The applicable portion of Tex.R.Civ.P. 166-A(c), concerning “Motion and Proceedings Thereon”, clearly provides:
[T]he judgment sought shall be rendered forthwith if the pleadings, depositions, answers to interrogatories, admissions and affidavits, if any, on file at the time of the hearing, or filed thereafter and before judgment with permission of the court, show that, except as to the amount of damages, there is no genuine issue as to any material fact and the moving party is entitled to judgment as a matter of law on the issues as expressly set out in the motion or in an answer or any other response. (Emphasis added)
Plaintiffs’ claim for pre-judgment interest was not severed, nor was it specifically granted by the court. However, the judgment, in “denying and concluding all claims not granted,” at least by implication, denied plaintiffs’ motion for summary judgment in that respect.
By this action, the court did not pass upon the merits of plaintiffs’ pre-judgment interest claim.
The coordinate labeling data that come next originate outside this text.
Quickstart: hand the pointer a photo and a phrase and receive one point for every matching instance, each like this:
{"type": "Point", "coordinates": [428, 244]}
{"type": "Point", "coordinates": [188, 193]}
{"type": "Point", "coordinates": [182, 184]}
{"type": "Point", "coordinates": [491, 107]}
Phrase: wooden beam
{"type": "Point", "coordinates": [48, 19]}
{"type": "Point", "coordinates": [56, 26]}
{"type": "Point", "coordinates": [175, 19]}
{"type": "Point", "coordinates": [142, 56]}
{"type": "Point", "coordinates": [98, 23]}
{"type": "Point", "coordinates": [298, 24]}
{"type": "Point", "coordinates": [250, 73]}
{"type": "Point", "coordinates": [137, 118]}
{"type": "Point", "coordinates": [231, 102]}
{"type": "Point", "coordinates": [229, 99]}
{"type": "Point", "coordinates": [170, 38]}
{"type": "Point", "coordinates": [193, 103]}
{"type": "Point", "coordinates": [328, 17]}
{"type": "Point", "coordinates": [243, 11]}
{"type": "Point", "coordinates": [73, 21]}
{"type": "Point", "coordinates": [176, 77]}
The judgment was rendered *83in response to a motion for summary judgment asserted only by plaintiffs and, therefore, it may be construed only as a refusal of the court to adjudicate that aspect of plaintiffs’ claim as a matter of law. Wright v. Wright, 154 Tex. 138, 274 S.W.2d 670 (1955).
Permitting an appeal from the denial of a motion for summary judgment might, under some circumstances, be advantageous in speeding up the resolution of litigation. However, in my opinion, this is not permissible under the facts of this case. As I view it, the order under review is interlocutory and is not an appealable order within the power and jurisdiction of this court to review. Hall v. City of Austin, 450 S.W.2d 836 (Tex.1970). I would dismiss the appeal for want of jurisdiction and without prejudice to the rights of any party.